Comparada num primeiro momento ao sistema de acesso e descenso do Campeonato Brasileiro de Futebol, a fórmula da Stock Car acabou apresentando como consequência um equilíbrio técnico ainda mais contundente. ''Hoje em dia, não existem mais equipes grandes ou pequenas. Todas estão praticamente no mesmo nível, a Stock Car foi nivelada por cima'', diz o paraibano Valdeno Brito, atual líder da Copa Nextel.
Brito, que participa da principal categoria do país desde 2004, contribuiu para o domínio das equipes promovidas. Ele fechou contrato para disputar o atual campeonato poucos dias antes da primeira etapa com a RCM Motorsport, campeã da Copa Vicar em 2008. Ao vencer a segunda etapa, em Curitiba, o paraibano assumiu o primeiro lugar na tabela de pontos, liderança que vai defender hoje no Autódromo Internacional de Santa Cruz do Sul, a partir das 11 horas.

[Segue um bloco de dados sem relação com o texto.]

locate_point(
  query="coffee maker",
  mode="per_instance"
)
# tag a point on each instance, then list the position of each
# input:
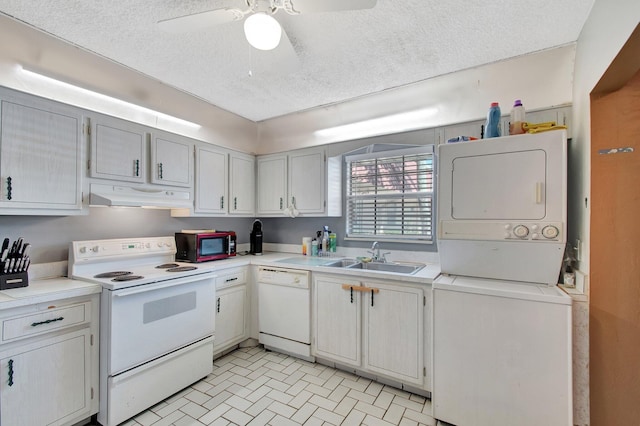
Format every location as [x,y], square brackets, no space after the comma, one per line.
[255,238]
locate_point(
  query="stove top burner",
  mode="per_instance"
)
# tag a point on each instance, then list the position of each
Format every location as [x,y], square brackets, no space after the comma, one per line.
[167,266]
[182,269]
[127,278]
[112,274]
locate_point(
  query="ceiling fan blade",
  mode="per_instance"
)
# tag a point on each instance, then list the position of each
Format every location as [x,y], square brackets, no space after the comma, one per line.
[200,21]
[311,6]
[283,59]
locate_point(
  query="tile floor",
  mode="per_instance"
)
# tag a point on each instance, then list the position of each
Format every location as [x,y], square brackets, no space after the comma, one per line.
[251,386]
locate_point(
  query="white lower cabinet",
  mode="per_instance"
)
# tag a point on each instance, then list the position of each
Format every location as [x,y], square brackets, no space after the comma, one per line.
[49,372]
[232,310]
[46,384]
[373,326]
[337,320]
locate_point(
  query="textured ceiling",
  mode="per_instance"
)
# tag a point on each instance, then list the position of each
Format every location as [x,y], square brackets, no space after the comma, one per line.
[341,55]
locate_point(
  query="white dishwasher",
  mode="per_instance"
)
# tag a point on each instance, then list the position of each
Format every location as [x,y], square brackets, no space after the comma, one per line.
[284,313]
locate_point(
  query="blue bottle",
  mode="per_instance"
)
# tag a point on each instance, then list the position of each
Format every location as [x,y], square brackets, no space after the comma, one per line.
[492,126]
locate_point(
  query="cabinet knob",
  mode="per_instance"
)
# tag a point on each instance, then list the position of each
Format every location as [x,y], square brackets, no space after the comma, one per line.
[9,188]
[10,379]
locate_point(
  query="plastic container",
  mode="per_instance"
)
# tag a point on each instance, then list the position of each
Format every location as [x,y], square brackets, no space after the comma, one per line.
[517,118]
[333,242]
[492,125]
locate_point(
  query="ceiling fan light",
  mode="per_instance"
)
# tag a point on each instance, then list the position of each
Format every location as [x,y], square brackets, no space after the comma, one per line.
[262,31]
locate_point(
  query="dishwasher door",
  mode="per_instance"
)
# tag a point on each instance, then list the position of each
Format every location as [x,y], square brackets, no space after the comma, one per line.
[284,317]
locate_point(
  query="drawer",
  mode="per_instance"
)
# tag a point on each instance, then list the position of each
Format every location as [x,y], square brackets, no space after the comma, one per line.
[45,321]
[231,277]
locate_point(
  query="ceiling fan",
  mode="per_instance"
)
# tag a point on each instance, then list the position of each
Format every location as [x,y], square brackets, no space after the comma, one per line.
[260,27]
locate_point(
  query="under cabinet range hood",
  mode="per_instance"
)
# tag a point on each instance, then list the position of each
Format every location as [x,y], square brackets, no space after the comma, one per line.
[127,196]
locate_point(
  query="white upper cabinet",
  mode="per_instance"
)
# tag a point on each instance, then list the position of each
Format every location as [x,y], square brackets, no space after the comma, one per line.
[41,147]
[306,182]
[242,189]
[297,184]
[212,182]
[224,183]
[118,149]
[171,159]
[272,185]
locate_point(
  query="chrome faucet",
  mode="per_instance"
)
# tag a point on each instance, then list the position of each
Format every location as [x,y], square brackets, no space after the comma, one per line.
[375,253]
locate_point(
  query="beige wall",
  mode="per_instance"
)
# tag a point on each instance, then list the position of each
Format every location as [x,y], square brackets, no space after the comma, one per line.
[605,32]
[541,80]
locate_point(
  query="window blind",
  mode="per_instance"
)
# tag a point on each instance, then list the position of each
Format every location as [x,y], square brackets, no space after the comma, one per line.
[390,195]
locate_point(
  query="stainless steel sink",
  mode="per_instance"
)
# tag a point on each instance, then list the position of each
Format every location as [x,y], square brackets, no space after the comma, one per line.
[341,263]
[387,267]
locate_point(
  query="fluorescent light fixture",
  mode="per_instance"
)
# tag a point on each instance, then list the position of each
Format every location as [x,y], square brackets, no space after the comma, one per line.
[102,97]
[262,31]
[402,122]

A primeira corrida do ano, realizada em Interlagos, teve Paulo Salustiano como vencedor. O paulista atua pela Vogel Motorsport, uma das equipes de maior tradição na categoria. Ele, contudo, atuou como piloto da Copa Vicar em 2008. Na prova de duas semanas atrás, em Brasília, o vencedor foi Allam Khodair. Presente na categoria desde 2005, o paulista defende o outro time que ascendeu da classe de acesso ao fim da temporada passada - a Full Time.

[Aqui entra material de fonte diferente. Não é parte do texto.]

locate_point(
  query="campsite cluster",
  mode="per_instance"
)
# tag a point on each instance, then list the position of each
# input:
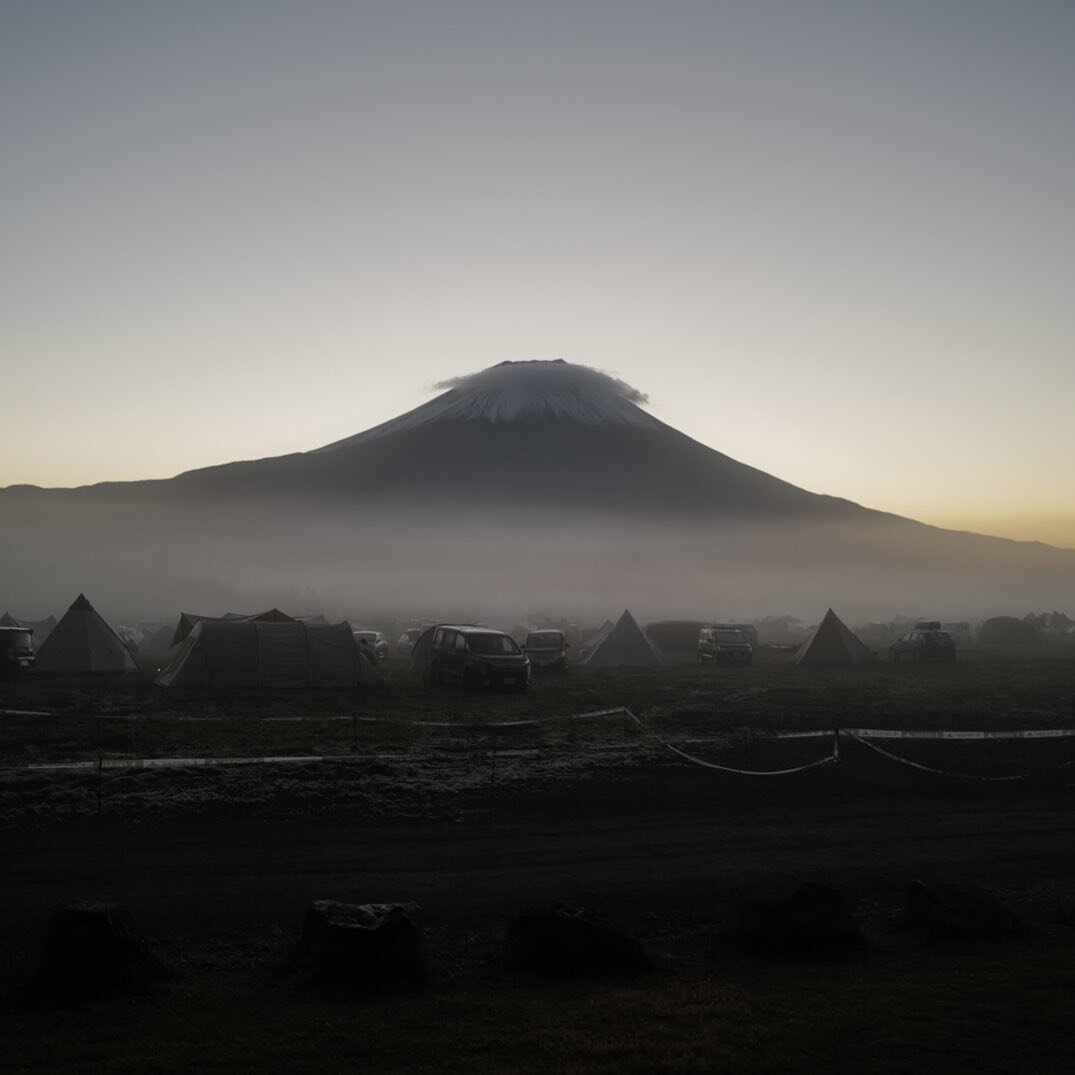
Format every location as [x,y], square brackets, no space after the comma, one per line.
[274,649]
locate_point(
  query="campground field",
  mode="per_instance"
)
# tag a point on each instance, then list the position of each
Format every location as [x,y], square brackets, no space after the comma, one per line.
[628,791]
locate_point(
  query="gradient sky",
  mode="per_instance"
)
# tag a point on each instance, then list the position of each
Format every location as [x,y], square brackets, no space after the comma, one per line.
[833,240]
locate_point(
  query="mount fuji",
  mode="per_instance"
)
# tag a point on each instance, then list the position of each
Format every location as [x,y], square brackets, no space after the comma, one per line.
[527,483]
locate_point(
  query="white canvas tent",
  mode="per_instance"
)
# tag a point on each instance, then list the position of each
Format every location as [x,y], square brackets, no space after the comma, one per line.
[833,644]
[83,642]
[251,653]
[626,645]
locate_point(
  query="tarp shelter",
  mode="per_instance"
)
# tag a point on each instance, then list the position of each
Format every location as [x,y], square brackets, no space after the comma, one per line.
[833,644]
[83,642]
[251,653]
[626,645]
[41,628]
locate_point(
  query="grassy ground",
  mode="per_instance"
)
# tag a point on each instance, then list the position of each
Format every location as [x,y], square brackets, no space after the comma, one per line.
[902,1004]
[403,734]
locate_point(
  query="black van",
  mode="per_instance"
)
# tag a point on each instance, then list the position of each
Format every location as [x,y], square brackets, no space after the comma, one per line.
[724,645]
[16,650]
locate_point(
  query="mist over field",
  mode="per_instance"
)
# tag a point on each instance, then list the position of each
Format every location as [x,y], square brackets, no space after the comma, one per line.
[525,488]
[452,561]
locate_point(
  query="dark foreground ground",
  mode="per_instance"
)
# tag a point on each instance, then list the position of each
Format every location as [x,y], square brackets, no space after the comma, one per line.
[474,822]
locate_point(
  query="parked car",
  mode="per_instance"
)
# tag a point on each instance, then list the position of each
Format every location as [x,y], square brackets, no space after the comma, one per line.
[372,643]
[923,645]
[547,650]
[16,650]
[405,645]
[724,645]
[477,657]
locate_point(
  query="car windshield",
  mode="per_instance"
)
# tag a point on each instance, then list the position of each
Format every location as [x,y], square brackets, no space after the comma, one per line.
[17,639]
[491,644]
[544,640]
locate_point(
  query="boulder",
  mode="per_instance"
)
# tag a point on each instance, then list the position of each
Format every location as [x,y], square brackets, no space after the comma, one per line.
[368,945]
[957,911]
[813,922]
[94,948]
[563,941]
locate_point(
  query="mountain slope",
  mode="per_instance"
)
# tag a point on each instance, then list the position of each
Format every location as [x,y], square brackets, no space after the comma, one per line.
[528,482]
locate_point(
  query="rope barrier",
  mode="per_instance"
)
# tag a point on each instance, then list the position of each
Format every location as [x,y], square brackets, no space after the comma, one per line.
[1017,733]
[859,734]
[750,772]
[929,769]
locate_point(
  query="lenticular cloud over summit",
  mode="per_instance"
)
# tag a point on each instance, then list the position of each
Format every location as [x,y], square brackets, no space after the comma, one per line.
[512,389]
[531,389]
[538,484]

Brito lidera a tabela com 39 pontos, três a mais que Khodair. Salustiano é o terceiro, com 32. A partir daí, apenas seis pontos, equivalentes ao décimo lugar em uma corrida separam o quarto e o décimo na classificação geral. ''O equilíbrio é intenso, não favoritos, isso valoriza a luta por cada pontinho, que pode significar a vaga no playoff ou o retorno para a Copa Vicar'', diz o paraibano.
O sistema de acesso e descenso também mobiliza as equipes da Copa Vicar, onde a disputa por uma das duas vagas na Copa Nextel segue um formato um pouco diferente. ''Nem todas as equipes têm dois carros. As que só têm um se juntam para a soma dos pontos'', explica o paranaense Diogo Pachenki, líder da classe de acesso.
Dono do título de 2004, Pachenki vive a expectativa de classificar a ALM Pachenki Motorsport para a próxima temporada da Copa Nextel.